SOLOPOS.COM - Ichwanuddin Buchori (Istimewa)

Mimbar Mahasiswa Solopos, Selasa (19/5/2015), ditulis Ichwanuddin Buchori. Penulis adalah mahasiswa Fakultas Ekonomi dan Bisnis Universitas Muhammadiyah Surakarta.

Solopos.com, SOLO — Bahtiar Rizal Ainunnidhom di rubrik Mimbar Mahasiswa Solopos edisi selasa 12 Mei 2015 menyajikan esai bermuatan refleksi tentang penulis besar Indonesia Pramoedya Ananta Toer dengan judul Masih Adakah Tempat untuk Pram?

Promosi Semarang (Kaline) Banjir, Saat Alam Mulai Bosan Bersahabat

Jika kita membahas fenomena di Blora sebagai kota kelahiran Pram, kita hanya punya satu kesimpulan bahwa kita telah melupakan jasa maupun sosok orang besar tesebut. Saya yang lahir dan tumbuh di Sragen cukup mengenal Pram melalui karya-karyanya yang menakjubkan itu.

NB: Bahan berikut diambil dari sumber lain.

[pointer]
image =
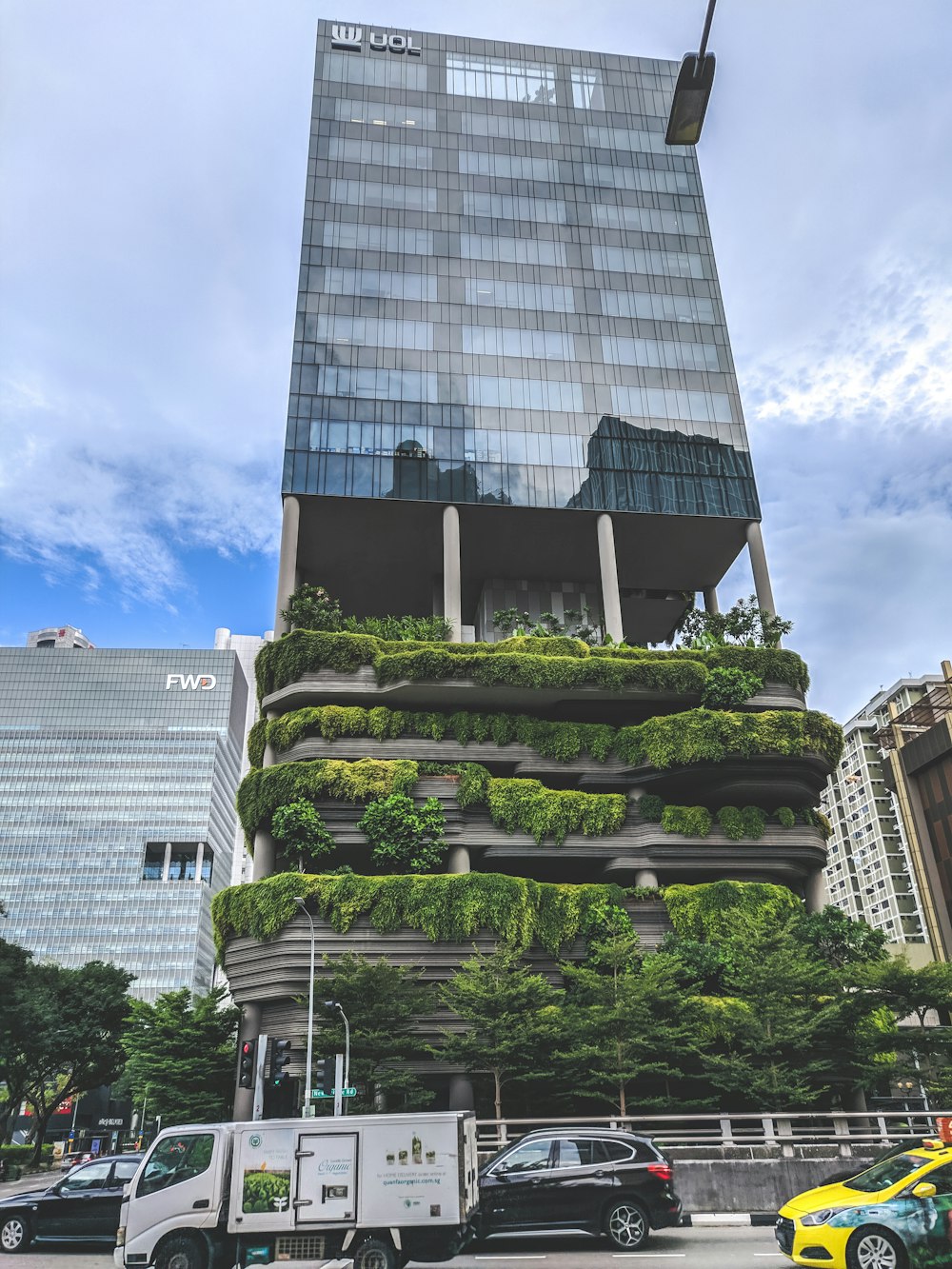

Saya kira bukan Pram dan karyanya yang terlupakan, tetapi semangat juang dan keberaniannya yang telah ”hilang”. Saya membayangkan sosok Pram berada di hadapan saya.

Ekspedisi Mudik 2024

Saya akan bertanya kepada dia: Bagaimana kabarmu, Pram? Di sini orang-orang membicarakanmu. Karyamu yang penuh perjuangan dalam menciptakan maupun dirimu sendiri sebagai pengarangnya.

Saya tak pernah menyangka bisa membaca novelmu yang membuat saya terbayang-bayang isinya. Saya sempat bertanya, bagaimana bisa kau membuat tulisan begitu bagusnya? Jika dibandingkan dengan pengarang sekarang aku tidak menemukan sosok penulis sepertimu.

Berangkat dari keadaan dan lingkungan yang mungkin membuat Pram terinspirasi untuk bergerak. Kehidupan yang keras serta dinginnya lantai penjara menjadi pelengkap ide karya-karya Pram. Perasaan tentang derita bangsa salah satu motif pilihan tema karya sastra Pram.

Pram tak mau bangsanya ditipu dan tak menginginkan kebohongan bertebaran untuk kepentingan kekuasaan semata. Cukup Pram yang menderita asal bangsanyatak diperdaya. Itu mungkin salah satu tekad Pram.

Jika Bahtiar Rizal menanyakan masihkah ada tempat untuk Pram? Saya dengan tegas menjawab: masih. Pram selalu memiliki tempat istimewa dalam relung hati setiap pembaca karya-karya dia. Saya sendiri merasa tak pantas untuk berbicara tentang Pram.

Saya belum tahu apa makna perjuangan dan penindasan. Sedangkan Pram telah melewati ancaman, dinginnya penjara, bahkan orang tuanya menganggap Pram tak punya daya. Jika saya di posisi Pram, mungkin saya memilih mengakhiri hidup.

Di ambang keputusasaan, Pram berhasil mengubah keadaan dengan kecerdikan dan tekad. Itu juga yang membuat saay merasa tak pantas membahas Pram dan karya-karyanya selama saya belum berbuat hal yang berarti untuk bangsa ini.

Rasa malu, menurut saya, tak cukup. Tindakan dan pembuktian yang ditunggu bangsa ini. Mahasiswa dan kaum terpelajar mandek dalam berjuang dan takut karena kepentingan perut masing-masing. Tak peduli bangsa sedang dikebiri dan ditindas bahkan sampai ”banjir” penderitaan.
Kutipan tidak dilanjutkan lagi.